It has never been more critical to enforce best practices in online security; with data breaches now prevalent and hackers becoming more advanced, we are facing endless safety traps that can spell disaster every day.
Sure, it takes a while to learn some online security techniques, but there are so many easy things you can do today to improve your personal security.
Step 1: Keep the code up-to-date
Yes, it can be a pain to upgrade technology. It can let you twist your thumbs for half an hour while you’re waiting to finish installing this, but don’t let that put you off.
Such updates often provide critical online security fixes that serve as replacements to any possible vulnerabilities, stopping hackers from exploiting those holes. When hackers become more advanced and find new ways to access personal information from people, it is important to make sure that every piece of software on your computer, mobile, and your home IoT devices, is fully up-to-date.
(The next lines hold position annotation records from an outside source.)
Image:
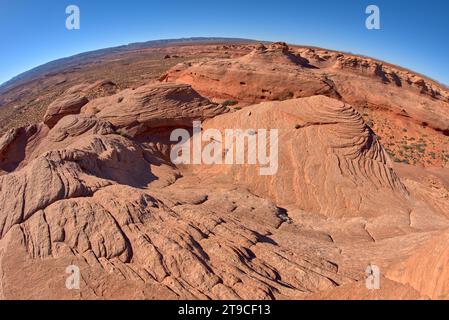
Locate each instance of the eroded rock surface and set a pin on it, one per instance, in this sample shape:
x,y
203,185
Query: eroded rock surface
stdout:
x,y
93,187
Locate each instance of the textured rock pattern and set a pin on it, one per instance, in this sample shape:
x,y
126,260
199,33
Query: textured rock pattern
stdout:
x,y
93,186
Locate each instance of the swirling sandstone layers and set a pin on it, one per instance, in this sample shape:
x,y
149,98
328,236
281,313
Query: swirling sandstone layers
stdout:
x,y
85,193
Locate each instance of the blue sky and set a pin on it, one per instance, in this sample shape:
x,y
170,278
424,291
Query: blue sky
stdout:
x,y
413,34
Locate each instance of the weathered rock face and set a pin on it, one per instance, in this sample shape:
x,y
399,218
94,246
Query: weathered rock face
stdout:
x,y
152,107
74,99
94,188
272,73
329,162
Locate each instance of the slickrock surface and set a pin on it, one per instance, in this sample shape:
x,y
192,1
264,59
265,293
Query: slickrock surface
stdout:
x,y
408,111
153,106
93,186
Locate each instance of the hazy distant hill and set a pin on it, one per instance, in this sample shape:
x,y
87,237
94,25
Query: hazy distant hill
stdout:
x,y
86,57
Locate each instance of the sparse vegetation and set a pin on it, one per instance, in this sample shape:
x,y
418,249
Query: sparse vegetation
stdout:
x,y
229,103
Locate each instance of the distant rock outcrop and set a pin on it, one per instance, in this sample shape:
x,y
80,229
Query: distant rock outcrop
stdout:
x,y
272,73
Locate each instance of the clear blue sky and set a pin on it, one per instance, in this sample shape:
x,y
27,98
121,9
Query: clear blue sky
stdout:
x,y
414,33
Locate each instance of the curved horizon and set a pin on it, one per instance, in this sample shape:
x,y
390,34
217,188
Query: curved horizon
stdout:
x,y
411,35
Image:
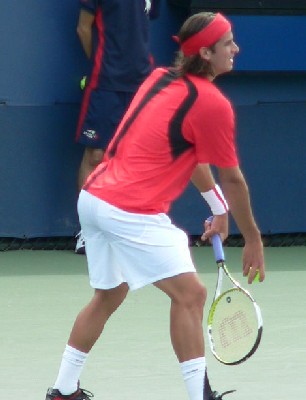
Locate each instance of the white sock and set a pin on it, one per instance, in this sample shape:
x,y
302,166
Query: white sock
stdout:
x,y
193,373
70,370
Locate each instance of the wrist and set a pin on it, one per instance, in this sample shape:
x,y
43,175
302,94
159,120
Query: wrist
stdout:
x,y
216,200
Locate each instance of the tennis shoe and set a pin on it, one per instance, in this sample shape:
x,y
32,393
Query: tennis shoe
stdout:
x,y
217,396
213,395
80,394
80,244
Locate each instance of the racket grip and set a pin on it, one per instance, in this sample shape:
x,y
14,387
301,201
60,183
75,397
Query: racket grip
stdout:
x,y
217,245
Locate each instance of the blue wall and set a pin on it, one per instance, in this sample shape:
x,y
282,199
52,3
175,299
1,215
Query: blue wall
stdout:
x,y
39,105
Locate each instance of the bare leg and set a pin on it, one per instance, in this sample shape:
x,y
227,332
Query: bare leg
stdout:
x,y
90,322
188,297
91,158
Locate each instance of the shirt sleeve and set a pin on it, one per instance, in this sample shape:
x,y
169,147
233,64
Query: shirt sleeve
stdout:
x,y
89,5
155,9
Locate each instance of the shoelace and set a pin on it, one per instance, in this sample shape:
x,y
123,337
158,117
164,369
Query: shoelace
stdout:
x,y
217,396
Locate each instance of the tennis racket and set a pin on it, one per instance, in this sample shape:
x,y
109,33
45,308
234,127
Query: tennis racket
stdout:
x,y
234,320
Step 2.Use a password manager
We all feel our passwords are super secure: for example, you’ve taken the name of your dog, converted a few letters into numbers, and sprinkled into a handful of different symbols. But these passwords are not secure; in fact, a hacker can use techniques such as credential stuffing to crack your password in seconds— particularly if you repeatedly reuse it.
This creates completely random, unique passwords for each account by using a password manager. This reminds you of them so you don’t have to. The master password is all you need to recall. Which means they can’t use that combination to bypass your other accounts even if a hacker finds your key after a data breach.
Step 3. Watch what you share on social media
If you’re too honest, though, you might end up giving hackers or phishers the details they need to create a compelling con. Think about the information we post on social media— your birthdate, the names of children, the name of the mother, how many pets you have, where your favorite holiday spot is, your address, phone number, etc. You can create a pretty detailed profile on a person by searching your social media — all of which can be used to steal your identity and compromise your security online.
So, make private all of your social accounts. Don’t post your email address, phone number, or birth date. So just be careful about posting details you wouldn’t want to know about hackers. Because it might be used against you.
Step 4: Be vigilant when shopping online
We don’t think twice about buying stuff online nowadays. In fact, we’re also willing to buy items from companies we’ve never heard of — all because of some great Instagram images.
Once you complete a purchase, when entering your credit card information, make sure you see either a locked padlock or a key symbol in your browser (indicating the page is HTTPS vs HTTP), as this indicates that the site is encrypted and safe. Double check the URL itself as well (for example, hackers like to set up fake websites: c0ach.com vs. coach.com). And wherever possible, to complete the transaction, using third-party payment services such as PayPal.
Step 5: Do not click random links in emails
Most of us are likely to be proud of our abilities to sniff out dubious emails and deal that sound too good to be true, but people are still falling for it. More than 200 million phishing emails are sent every day by hackers, messages that look nearly identical to the real thing — with some syntax gifts or an incorrect domain address (for example, [email protected] vs. [email protected]).
Never click on an email’s random connection, even if it comes from a trusted source, like a relative. Switch over the connection and see where it’s taking you. It takes only a few seconds to fall for a phishing scam, but it’s an online security mistake that can kill you financially.
Step 6: Always use a VPN when connected to free public WiFi
Free public WiFi is so vulnerable that can put our online privacy and security. However, use a VPN can prevent your sensitive information exposed to hackers. Never forget to connect a VPN service when using a free public Wifi.